Foram analisadas amostras das águas correntes dos rios Couto de Magalhães, Catrimani, Parima e Uraricoera, próximos a garimpos ilegais onde os invasores usam produtos nocivos à natureza, principalmente o mercúrio, durante a extração de minérios.
Em relação às águas que podem ser destinadas para irrigação de culturas arbóreas, cerealíferas, forrageiras, a pesca amadora e a navegação, as amostras apresentaram um teor de mercúrio de 860% nas amostras.”
O procurador da República que atua no Ministério Público Federal (MPF) em Roraima, Matheus de Andrade Bueno disse sobre a questão na Terra Yanomami:
"Ela têm sido atingida de forma gravíssima pelo garimpo. E, coincidentemente, nessas áreas estão sendo detectadas presenças superiores de mercúrio, que a gente sabe que tem o potencial destrutivo muito grande e também de causar vários problemas de saúde".

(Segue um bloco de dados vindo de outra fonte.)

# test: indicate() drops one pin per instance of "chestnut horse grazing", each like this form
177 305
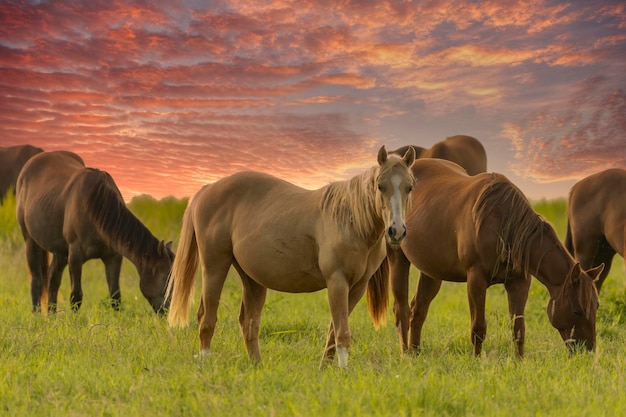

De acordo com estudos o garimpo na Terra Yanomami cresceu 3.350% de 2016 a 2020. Cerca de 110 comunidades desta área foram diretamente afetadas pelo desmatamento, destruição e a contaminação das águas e dos solos causados pelo garimpo ilegal.
Conforme especialistas, o funcionamento do sistema nervoso e do cérebro é afetado quando o metilmercúrio e o vapor do mercúrio entram no corpo, por meio do consumo de peixes contaminados ou respirando o vapor do mercúrio. Este metal é um elemento natural encontrado nos rios, solo, água e até no ar. O uso do mesmo na indústria é permitido — e até nos garimpos de ouro, desde que seja autorizado pela Agência Nacional de Mineração (ANM). O problema tem sido as práticas excessivas com o mercúrio, poluindo o meio ambiente.
No caso da extração de ouro nos rios da Amazônia, o ouro está no ambiente em forma de pequeníssimas partículas. É usado mercúrio metálico para unir estas partículas e assim formar uma liga metálica com o ouro, possibilitando que ele seja separado de outros componentes. Porém nesse processo há uma alteração química. Aí, quando o o mercúrio atinge os rios, ele se transforma em metilmercúrio, um contaminante altamente tóxico. Em altas quantidades os poluentes se espalham pelos rios. E além dos rios há a contaminação atmosférica, pois para separar o ouro, costuma-se queimar o amálgama (liga) sem que haja um sistema de controle ambiental. A temperatura quente faz o metal virar vapor e se alastrar pelo ar. Seres vivos são contaminados por esta poluição e se consumidos pelos humanos passam as substâncias tóxicas para eles.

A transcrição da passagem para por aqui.